2

I was working on parallel stream in java. My code is pretty simple, a map contains a two keys. I want to call a function forEach key parallely. Now for one of the key function threw exception.

I am not able to understand why function didn't execute for second key.

map.put(1,1);     
map.put(2,2);
map.entrySet().parallelStream()
                    .map(batch -> function(batch.getKey()))
                    .collect(Collectors.toList());


f(key)
      if(key==1) throw new Exception();
      System.out.print("printing: "key)
Rohit
  • 23
  • 1
  • 5
  • that's how streams work... if there is any exception, your stream processing basically stops/breaks/dies... as you use a parallel stream there might be some chance that sometimes you could also process the other entries... but that's nothing you can control... – Roland Nov 22 '18 at 10:03
  • if you want that all entries are processed, you need to write your code so that every exception within the stream processing is catched... but error handling might not always be so trivial then... – Roland Nov 22 '18 at 10:05

2 Answers2

2

If your Stream has only two elements, it's likely the stream framework will not create two threads to process those two elements. Therefore, once an exception is thrown for the first element, the second won't be processed.

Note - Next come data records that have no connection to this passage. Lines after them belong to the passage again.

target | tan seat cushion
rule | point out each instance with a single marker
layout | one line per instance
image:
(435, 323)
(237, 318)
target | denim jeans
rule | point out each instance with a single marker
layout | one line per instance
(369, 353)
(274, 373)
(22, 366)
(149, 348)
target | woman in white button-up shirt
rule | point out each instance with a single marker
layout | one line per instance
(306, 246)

Actually, when I tried similar code to yours, but without the exception, I found out the 2 elements are actually processed on the main thread:

public static int function(int key) {
    System.out.print("printing: " + key + " " + Thread.currentThread ().getName () + " ");
    return key;
}

public static void main (java.lang.String[] args)
{
    HashMap<Integer,Integer> map = new HashMap<>();
    for (int i = 1 ; i <= 2 ; i ++) {
        map.put(i,i);     
    }

    map.entrySet().parallelStream()
                  .map(batch -> function(batch.getKey()))
                  .collect(Collectors.toList());
}

This output:

printing: 1 main printing: 2 main

Only when the Stream is larger, the work is split into multiple threads, so the exception thrown for one element won't affect the processing of the rest.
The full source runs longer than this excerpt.